How do you find the horizontal asymptote for #f(x) = (3x^2 + 2x - 1) / (x + 1)#?

1 Answer
Jan 2, 2016

You evaluate the limits of the function as x approaches infinities (#-oo# and #oo#). If one of them is a real number #k#, than #y=k# is a horizontal asymptote.

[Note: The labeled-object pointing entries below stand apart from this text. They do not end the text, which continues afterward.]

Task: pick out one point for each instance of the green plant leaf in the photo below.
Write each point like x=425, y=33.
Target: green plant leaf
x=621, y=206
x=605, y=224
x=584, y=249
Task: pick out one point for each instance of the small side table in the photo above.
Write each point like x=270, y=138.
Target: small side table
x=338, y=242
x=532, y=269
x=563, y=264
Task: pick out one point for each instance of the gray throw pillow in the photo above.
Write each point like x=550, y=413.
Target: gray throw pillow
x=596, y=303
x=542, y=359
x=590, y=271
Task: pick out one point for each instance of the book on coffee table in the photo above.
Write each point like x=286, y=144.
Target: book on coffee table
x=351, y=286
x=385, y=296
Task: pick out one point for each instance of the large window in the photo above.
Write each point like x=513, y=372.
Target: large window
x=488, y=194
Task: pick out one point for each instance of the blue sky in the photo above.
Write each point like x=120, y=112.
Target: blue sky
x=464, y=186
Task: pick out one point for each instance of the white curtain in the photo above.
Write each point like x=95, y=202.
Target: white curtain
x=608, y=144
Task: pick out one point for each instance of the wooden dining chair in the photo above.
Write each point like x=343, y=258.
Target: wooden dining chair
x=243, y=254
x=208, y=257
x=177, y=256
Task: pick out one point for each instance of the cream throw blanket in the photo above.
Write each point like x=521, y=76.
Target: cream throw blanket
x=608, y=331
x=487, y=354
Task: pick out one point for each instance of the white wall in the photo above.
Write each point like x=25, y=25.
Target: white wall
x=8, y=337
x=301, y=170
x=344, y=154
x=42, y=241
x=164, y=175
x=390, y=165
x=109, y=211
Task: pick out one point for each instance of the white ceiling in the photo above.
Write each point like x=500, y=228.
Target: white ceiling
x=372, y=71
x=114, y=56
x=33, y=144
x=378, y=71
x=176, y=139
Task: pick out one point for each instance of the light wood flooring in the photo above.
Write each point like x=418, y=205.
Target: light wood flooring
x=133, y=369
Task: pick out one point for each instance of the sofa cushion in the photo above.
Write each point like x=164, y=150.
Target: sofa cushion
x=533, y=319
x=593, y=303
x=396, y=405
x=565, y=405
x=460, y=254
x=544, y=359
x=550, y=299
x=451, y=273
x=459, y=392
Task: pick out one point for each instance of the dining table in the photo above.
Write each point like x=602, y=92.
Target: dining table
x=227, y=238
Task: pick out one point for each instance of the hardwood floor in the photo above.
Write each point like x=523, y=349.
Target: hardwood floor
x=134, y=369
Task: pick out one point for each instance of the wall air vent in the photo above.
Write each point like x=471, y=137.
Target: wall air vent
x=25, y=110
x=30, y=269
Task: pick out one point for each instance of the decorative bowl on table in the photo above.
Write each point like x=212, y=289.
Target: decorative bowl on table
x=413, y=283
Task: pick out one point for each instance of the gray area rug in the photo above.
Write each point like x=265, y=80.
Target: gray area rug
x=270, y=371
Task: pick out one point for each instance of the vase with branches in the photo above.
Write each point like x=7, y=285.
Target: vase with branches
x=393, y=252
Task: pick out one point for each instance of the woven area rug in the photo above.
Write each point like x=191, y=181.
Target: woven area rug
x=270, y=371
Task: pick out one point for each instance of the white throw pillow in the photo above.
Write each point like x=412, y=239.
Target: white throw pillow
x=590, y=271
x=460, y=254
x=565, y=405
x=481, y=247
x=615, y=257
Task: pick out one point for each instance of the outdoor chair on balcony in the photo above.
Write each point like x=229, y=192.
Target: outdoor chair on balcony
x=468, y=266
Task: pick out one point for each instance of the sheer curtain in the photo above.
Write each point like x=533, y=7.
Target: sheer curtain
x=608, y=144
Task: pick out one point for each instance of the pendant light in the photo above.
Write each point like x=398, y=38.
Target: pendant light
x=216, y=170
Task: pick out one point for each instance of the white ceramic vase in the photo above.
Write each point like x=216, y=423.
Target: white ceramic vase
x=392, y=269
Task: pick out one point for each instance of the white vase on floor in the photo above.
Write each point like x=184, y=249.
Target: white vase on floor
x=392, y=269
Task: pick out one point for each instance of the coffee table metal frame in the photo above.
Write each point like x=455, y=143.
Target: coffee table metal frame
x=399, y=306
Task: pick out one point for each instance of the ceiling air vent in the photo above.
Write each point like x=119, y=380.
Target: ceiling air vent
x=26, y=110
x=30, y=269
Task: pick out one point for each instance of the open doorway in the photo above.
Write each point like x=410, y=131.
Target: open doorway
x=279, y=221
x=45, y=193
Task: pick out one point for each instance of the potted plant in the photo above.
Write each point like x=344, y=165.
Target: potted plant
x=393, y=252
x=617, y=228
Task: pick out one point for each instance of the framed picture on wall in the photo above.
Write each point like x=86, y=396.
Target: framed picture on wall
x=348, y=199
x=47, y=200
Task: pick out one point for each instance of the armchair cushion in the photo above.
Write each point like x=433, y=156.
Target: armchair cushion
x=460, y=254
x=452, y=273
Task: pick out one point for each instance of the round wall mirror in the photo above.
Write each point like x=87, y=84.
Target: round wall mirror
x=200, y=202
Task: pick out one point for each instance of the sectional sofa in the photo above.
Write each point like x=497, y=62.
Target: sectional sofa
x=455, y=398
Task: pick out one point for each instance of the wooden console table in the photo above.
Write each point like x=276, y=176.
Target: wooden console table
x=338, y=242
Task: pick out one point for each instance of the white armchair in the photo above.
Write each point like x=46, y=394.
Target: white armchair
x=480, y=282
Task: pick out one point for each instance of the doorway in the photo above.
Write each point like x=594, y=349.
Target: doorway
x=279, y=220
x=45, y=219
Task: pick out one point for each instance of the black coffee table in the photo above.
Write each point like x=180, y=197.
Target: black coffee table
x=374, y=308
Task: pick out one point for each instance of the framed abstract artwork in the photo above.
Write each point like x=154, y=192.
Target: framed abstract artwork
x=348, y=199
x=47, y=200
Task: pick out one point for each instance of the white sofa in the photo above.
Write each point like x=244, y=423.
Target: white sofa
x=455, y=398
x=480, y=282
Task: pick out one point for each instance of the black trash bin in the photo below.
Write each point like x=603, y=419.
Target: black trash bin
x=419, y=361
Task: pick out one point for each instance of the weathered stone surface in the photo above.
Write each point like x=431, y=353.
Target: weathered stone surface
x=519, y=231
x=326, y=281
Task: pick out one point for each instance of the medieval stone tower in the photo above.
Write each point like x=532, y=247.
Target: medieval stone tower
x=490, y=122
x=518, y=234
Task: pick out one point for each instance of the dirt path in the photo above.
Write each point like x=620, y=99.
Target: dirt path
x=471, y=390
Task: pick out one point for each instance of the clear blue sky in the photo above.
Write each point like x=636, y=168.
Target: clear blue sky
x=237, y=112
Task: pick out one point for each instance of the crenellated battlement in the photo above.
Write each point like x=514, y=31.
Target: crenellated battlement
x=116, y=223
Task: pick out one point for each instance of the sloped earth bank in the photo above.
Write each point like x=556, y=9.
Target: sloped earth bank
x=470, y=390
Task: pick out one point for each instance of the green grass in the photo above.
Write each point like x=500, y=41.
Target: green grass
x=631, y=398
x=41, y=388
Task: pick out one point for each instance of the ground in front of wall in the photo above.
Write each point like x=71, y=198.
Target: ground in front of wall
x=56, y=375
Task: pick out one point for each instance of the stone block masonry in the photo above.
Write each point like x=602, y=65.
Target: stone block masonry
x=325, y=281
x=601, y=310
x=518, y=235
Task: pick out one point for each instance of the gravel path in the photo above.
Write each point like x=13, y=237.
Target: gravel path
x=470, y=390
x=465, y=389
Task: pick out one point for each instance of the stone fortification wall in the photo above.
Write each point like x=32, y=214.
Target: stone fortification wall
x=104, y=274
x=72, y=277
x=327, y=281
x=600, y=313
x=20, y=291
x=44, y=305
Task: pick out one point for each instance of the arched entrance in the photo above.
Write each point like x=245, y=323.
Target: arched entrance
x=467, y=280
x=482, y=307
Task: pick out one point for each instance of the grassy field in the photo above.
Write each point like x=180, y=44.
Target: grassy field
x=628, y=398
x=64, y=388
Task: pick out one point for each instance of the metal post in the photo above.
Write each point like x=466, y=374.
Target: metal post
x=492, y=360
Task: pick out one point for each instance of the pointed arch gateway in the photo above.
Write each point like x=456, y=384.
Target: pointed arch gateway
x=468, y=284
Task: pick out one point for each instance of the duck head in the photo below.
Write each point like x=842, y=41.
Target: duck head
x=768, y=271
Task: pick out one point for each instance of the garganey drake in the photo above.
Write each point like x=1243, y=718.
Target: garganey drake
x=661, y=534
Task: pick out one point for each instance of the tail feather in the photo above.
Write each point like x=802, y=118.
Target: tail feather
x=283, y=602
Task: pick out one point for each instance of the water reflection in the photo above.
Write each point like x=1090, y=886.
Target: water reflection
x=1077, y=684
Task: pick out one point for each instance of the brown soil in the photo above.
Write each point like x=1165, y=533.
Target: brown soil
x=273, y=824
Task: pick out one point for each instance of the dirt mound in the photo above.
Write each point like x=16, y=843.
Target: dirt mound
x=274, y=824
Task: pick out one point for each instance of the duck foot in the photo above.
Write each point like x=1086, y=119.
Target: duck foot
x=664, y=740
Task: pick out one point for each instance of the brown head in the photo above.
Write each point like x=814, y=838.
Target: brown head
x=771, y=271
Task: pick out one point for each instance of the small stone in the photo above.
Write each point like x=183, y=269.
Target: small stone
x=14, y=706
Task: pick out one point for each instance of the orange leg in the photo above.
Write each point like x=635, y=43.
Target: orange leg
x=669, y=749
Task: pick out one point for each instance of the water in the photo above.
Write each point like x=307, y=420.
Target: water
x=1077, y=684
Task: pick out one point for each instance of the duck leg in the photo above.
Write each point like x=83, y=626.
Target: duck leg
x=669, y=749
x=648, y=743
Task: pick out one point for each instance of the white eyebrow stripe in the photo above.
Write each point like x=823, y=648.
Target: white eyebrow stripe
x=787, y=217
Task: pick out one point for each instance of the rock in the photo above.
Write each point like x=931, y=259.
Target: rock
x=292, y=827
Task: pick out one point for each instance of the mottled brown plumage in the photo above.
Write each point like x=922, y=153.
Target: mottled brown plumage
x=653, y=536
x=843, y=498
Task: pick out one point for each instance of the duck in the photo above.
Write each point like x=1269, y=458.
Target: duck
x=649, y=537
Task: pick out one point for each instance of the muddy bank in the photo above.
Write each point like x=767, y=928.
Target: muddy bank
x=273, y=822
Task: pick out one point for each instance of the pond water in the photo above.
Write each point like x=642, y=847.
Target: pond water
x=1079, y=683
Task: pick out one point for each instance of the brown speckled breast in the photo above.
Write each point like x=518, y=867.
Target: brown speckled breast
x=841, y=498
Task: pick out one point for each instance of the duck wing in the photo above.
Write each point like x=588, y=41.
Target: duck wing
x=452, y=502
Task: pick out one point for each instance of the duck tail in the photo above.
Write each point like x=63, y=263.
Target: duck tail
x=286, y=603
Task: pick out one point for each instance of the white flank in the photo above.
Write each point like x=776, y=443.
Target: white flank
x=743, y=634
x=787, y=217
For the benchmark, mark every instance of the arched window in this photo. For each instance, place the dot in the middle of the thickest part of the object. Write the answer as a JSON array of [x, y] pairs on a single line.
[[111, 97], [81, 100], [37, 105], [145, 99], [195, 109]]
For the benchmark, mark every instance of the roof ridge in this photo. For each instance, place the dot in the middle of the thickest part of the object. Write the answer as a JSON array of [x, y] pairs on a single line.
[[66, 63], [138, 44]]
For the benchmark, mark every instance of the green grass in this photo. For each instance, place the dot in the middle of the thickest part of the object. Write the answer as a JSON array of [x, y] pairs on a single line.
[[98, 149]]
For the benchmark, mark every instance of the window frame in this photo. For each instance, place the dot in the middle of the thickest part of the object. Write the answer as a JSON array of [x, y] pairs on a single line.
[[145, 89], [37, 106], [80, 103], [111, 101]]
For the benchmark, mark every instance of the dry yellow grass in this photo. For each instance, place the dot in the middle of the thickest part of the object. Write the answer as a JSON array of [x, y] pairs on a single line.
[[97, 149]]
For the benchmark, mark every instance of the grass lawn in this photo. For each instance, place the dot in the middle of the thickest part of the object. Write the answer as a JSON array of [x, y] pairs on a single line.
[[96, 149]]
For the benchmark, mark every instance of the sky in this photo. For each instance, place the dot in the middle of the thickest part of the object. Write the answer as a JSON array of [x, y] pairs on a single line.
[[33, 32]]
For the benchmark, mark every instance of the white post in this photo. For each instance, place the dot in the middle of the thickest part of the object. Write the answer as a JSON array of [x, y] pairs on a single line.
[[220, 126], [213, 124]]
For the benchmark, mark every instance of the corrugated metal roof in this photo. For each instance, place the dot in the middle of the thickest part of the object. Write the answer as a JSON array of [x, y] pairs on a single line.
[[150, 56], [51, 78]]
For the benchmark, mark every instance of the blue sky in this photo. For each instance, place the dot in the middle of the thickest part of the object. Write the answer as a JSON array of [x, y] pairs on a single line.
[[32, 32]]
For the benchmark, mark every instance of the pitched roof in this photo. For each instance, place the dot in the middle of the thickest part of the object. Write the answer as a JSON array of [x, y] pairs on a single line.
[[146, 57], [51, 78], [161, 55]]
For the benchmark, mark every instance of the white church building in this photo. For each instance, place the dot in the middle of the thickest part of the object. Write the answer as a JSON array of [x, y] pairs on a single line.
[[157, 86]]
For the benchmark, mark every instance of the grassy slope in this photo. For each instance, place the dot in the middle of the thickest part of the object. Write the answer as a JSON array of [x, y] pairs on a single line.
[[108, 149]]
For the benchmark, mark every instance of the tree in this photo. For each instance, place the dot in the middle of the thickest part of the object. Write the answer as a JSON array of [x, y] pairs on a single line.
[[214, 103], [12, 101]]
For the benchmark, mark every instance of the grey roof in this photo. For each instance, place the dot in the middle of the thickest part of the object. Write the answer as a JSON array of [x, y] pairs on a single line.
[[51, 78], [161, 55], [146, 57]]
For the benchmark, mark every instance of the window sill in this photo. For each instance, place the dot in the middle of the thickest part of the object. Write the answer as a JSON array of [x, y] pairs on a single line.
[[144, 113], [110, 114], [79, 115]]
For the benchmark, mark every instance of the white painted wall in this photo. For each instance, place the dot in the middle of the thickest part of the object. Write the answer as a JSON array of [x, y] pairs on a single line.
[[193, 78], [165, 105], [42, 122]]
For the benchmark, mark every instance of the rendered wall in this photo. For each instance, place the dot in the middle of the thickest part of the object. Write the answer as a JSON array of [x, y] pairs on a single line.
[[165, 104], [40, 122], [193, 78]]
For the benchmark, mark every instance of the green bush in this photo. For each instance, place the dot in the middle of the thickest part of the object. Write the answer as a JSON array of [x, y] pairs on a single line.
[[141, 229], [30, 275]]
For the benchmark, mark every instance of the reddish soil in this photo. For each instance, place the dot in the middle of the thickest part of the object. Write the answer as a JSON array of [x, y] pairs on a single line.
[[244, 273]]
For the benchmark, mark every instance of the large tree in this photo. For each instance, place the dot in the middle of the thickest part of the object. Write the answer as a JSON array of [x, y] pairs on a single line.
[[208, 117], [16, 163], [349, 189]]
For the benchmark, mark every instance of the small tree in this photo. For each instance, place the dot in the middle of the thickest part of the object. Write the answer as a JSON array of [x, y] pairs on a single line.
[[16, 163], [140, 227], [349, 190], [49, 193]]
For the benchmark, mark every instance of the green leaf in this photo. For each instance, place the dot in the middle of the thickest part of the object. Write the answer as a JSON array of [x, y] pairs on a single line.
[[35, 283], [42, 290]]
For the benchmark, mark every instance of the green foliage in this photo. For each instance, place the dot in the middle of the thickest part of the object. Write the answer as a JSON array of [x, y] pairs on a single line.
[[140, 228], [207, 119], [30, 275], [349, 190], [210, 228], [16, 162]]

There are no horizontal asymptotes in this function.

Explanation:

Horizontal asymptote means that it approches a certain value of #y# and tends to make a horizontal line as it approaches (limit involvement) infinite values of x (whether positive or negative). Therefore, the two possible asymptotes of the function must be constant functions and can be calculated with the following way:

Possible horizontals

#lim_(x->oo)f(x)=k_1#

#lim_(x->-oo)f(x)=k_2#

If #k_1# or #k_2# are not real numbers then there are no asymptotes.

Solution

#f(x)=(3x^2+2x-1)/(x+1)#

Solving the numerator:

#Δ=b^2-4*a*c=2^2-4*3*(-1)=16#

#x=(-b+-sqrt(Δ))/(2*a)=(-2+-sqrt(16))/(2*3)=(-2+-4)/6#

The two solutions are #x=1/3# and #x=-1#

So the numerator can be written as follows:

#3x^2+2x-1=3(x-1/3)(x+1)#

The two limits are now easier to find:

#k_1=lim_(x->oo)f(x)=lim_(x->oo)(3x^2+2x-1)/(x+1)=#
#=lim_(x->oo)(3(x-1/3)(x+1))/(x+1)=lim_(x->oo)3(x-1/3)=oo#

#k_2=lim_(x->-oo)f(x)=lim_(x->-oo)(3x^2+2x-1)/(x+1)=#
#=lim_(x->-oo)(3(x-1/3)(x+1))/(x+1)=lim_(x->-oo)3(x-1/3)=-oo#

Since neither #k_1# nor #k_2# are real numbers, there are no horizontal asymptotes.